“Once more the word has been spoken: It is time.
“Listen, men, and the women of men: It is time. Know now it is time. Those that left us are coming back. Those that came are leaving again. Say welcome, and then farewell!
“Welcome! Farewell!”
The old man ended with a strong, suppressed cry, as if really calling to the gods:
“Bienvenido! Bienvenido! Adios! Adios!”
Even Juana, seated at Kate’s feet, cried out without knowing what she did:
“Bienvenido! Bienvenido! Adios! Adios! Adios-n!”
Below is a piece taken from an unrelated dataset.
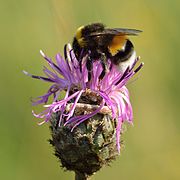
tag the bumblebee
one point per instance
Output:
(101, 43)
On the last adios! she trailed out to a natural human “n.”
The drum began to beat with an insistent, intensive rhythm, and the flute, or whistle, lifted its odd, far-off calling voice. It was playing again and again the peculiar melody Kate had heard at first.
Then one of the men in the circle lifted his voice, and began to sing the hymn. He sang in the fashion of the Old Red Indians, with intensity and restraint, singing inwardly, singing to his own soul, not outward to the world, nor yet even upward to God, as the Christians sing. But with a sort of suppressed, tranced intensity, singing to the inner mystery, singing not into space, but into the other dimension of man’s existence, where he finds himself in the infinite room that lies inside the axis of our wheeling space. Space, like the world, cannot but move. And like the world, there is an axis. And the axis of our worldly space, when you enter, is a vastness where even the trees come and go, and the soul is at home in its own dream, noble and unquestioned.